Reinhard Clemens leitet den Vorstandsbereich Geschäftskunden der Deutschen Telekom und ist Chief Executive Officer von T-Systems.
Senioren kaufen in digitalen Shops. Familien buchen ihren Urlaub Last-Minute im Reiseportal. Berufstätige bezahlen Rechnungen online. Und die Jugend "twittert" im Netz. Ein selbst ernannter "Stadtjournalist" im Internetauftritt von CNN schickt die Aktie des Computerkonzerns Apple auf Talfahrt - und das mit einer Unwahrheit, wie sich herausstellt.
Das Internet ist fest verankert in unserem Alltag. Oft Segen, und wie man sieht, auch manchmal Fluch. Aber es ist nicht mehr wegzudenken. Das gilt für unser Privatleben wie für die Wirtschaft. Dank des weltweiten Datennetzes können Unternehmen global Güter produzieren und Niederlassungen steuern. Und zu guter Letzt nutzt mittlerweile auch die öffentliche Verwaltung nach einigen Startschwierigkeiten mit immer ausgefeilteren Angeboten das Internet.
Die Behörden verfolgen hehre Ziele: Unter dem Stichwort "E-Government" wollen sie serviceorientierter und effizienter werden, bürgernäher und unternehmensfreundlicher. Es sieht so aus, als sei Deutschland dabei auf dem richtigen Kurs: Unser Land konnte sich laut einer Studie der EU-Kommission im internationalen E-Government-Ranking im vergangenen Jahr unter die Top Ten vorschieben - nach Platz 18 im Jahr 2006.
Ist bei der digitalen Verwaltung in Deutschland also alles bestens? Nein, noch nicht ganz. Wir sind zwar auf einem guten Weg. Aber es gilt, bis zum Ziel noch zwei Hürden zu überwinden.
Unterschiedliche Standards und Ziele
Die erste Hürde sind die föderalen Strukturen. Bund, Länder und Kommunen haben jeweils eigene Vorstellungen davon, was E-Government zu leisten hat. Zudem verfügt jedes Bundesland über gewachsene Eigenarten und Besonderheiten - von Landesgesetzen über technische Standards bis zu den Kompetenzen der Ansprechpartner in den einzelnen Ämtern.

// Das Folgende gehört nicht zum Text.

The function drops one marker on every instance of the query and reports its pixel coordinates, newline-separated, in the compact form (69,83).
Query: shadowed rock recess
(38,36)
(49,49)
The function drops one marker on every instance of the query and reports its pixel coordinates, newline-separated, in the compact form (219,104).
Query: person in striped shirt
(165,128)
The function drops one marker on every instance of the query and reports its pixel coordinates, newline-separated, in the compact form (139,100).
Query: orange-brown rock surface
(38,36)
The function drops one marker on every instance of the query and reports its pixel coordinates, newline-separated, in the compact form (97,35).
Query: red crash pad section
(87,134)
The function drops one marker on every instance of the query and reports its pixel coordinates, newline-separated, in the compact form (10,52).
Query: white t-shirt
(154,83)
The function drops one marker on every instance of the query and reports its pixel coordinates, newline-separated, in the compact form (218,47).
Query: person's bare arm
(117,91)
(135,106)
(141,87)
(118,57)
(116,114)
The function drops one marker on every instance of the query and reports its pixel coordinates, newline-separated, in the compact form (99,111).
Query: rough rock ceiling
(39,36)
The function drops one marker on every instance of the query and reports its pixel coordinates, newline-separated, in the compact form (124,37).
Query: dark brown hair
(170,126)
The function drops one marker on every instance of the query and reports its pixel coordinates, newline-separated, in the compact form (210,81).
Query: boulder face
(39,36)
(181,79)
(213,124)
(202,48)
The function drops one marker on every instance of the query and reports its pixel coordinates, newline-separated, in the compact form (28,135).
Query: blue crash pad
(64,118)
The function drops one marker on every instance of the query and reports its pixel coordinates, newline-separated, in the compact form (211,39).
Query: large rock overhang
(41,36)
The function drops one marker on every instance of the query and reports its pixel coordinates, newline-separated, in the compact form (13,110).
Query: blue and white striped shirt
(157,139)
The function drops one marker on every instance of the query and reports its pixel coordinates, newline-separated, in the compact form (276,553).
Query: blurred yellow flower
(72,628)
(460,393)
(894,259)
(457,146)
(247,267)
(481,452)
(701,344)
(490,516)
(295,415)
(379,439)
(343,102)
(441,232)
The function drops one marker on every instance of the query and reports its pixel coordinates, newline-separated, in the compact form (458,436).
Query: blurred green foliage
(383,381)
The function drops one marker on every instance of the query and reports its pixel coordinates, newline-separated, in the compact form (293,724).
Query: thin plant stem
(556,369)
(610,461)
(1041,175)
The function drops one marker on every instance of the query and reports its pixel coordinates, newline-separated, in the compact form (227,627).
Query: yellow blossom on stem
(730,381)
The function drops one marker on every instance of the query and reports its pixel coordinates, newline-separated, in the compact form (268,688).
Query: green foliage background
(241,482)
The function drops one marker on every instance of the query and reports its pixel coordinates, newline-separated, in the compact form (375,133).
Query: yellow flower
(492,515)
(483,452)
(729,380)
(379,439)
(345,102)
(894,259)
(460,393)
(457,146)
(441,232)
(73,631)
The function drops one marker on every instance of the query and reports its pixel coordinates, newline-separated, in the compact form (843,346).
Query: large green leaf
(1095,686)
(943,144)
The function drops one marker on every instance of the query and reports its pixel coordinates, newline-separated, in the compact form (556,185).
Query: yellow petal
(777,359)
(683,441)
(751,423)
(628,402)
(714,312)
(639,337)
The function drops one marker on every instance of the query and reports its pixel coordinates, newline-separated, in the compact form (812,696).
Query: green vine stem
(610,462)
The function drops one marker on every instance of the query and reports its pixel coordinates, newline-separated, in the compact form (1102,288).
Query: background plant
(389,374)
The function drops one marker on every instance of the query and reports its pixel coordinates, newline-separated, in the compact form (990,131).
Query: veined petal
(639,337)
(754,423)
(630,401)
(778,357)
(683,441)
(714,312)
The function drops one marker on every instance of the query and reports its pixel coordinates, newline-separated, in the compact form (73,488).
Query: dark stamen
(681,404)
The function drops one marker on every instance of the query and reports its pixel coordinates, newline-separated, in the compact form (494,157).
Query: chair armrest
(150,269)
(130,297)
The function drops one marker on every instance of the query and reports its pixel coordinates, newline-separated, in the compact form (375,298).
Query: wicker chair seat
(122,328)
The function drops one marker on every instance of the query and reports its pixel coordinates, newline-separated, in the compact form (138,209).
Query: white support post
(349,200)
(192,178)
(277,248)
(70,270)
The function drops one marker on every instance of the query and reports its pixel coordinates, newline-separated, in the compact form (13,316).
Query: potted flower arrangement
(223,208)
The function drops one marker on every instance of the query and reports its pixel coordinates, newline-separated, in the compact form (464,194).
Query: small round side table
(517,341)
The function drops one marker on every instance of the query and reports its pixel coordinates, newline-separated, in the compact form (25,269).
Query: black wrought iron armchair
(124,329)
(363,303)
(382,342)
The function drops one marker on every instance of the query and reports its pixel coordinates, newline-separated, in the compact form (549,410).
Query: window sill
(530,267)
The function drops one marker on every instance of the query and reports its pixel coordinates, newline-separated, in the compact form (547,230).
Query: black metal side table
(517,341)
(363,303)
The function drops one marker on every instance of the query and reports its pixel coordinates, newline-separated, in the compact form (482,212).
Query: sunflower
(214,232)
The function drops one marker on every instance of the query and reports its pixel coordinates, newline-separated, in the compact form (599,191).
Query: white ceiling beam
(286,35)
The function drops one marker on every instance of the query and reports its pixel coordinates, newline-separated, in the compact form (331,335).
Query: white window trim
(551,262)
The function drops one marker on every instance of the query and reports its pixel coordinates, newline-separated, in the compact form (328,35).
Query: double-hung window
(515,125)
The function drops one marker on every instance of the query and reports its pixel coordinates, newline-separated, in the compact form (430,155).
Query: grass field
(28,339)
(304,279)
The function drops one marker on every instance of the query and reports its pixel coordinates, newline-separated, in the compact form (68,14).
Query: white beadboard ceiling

Ein Flickenteppich von Lösungen treibt den konzeptionellen, technischen und finanziellen Aufwand bei der Umsetzung von E-Government in die Höhe. Denn Informations- und Kommunikationstechnologien können ihre Vorteile erst dann ganz ausspielen, wenn möglichst viele Teilnehmer sie nach ähnlichem Muster einsetzen. Wir brauchen daher eine übergreifende Strategie. Herrscht erst einmal Konsens, kommen E-Government-Projekte schnell in Schwung. Beispiel EU-Dienstleistungsrichtlinie: Bislang müssen Dienstleister noch bis zu 15 verschiedene Ansprechpartner kontaktieren, um ein Gewerbe anzumelden. Ab Ende 2009 soll es dafür nur noch eine Anlaufstelle geben - und die wird im Internet liegen.